American novelist and short story writer

David Borofka is an American novelist and short story writer. He is the author of the short story collection, Hints of His Mortality, which won the Iowa Short Fiction Award in 1996, and the novel, The Island (1997).

Borofka has won the Missouri Review’s Editors’ Prize, Carolina Quarterly's Charles B. Wood Award for Distinguished Writing, the Emerging Writers Network Fiction Prize, Prism Review Fiction Award, and the Nancy D. Hargrove Award from Jabberwock Review. His short fiction has also appeared in Image, Southern Review, Manoa, and Glimmer Train. He was a professor of composition, literature and creative writing at Reedley College until his retirement in 2019, but he continues to teach for the Writers' Program at UCLA Extension.

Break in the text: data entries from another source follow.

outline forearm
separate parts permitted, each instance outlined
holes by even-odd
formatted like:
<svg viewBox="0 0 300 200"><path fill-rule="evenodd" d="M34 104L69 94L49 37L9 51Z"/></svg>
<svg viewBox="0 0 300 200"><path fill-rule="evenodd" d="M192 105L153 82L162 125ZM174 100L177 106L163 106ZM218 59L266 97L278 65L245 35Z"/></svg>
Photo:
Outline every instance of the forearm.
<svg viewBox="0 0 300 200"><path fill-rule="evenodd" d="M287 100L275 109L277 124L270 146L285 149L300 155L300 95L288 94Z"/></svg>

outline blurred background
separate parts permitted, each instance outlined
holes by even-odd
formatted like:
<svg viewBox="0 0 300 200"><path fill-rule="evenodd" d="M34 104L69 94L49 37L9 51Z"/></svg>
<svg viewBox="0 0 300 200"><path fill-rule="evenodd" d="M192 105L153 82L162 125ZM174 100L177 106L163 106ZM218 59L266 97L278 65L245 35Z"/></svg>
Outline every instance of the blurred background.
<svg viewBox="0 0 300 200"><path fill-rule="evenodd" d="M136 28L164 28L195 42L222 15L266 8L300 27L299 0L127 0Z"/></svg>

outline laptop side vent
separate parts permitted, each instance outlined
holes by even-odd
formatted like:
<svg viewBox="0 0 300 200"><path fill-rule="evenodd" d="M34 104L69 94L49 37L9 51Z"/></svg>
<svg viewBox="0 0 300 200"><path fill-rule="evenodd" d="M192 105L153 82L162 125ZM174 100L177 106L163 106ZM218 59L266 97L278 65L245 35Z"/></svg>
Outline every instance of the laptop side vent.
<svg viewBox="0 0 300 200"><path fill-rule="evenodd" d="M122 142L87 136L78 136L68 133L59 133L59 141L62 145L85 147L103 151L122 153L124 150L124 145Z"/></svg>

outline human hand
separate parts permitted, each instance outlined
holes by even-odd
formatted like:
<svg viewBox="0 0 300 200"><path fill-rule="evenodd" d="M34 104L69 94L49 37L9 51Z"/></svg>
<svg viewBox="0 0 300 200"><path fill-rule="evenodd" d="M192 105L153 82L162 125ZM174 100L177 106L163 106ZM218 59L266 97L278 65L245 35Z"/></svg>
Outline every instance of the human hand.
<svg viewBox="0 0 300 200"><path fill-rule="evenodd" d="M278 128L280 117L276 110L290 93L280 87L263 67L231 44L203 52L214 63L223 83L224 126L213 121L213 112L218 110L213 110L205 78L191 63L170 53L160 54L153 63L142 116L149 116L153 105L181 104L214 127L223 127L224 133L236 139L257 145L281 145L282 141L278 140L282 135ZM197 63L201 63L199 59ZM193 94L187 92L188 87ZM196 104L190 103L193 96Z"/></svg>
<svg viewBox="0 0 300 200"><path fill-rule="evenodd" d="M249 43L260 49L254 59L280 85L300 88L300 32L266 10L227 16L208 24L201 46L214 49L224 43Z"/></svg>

A second collection of stories, A Longing for Impossible Things, was released by Johns Hopkins University Press in 2022, and was awarded an American Book Award for the Short Story by American Book Fest. The last story in the collection, "Attachments for the Platonically Inclined," was reprinted under the title "Attachment" in Coolest American Stories 2023. A new novel, The End of Good Intentions, was published in 2023 by Fomite Press. The newest collection of stories, The Bliss of Your Attention, was published in January 2025 by Johns Hopkins UP.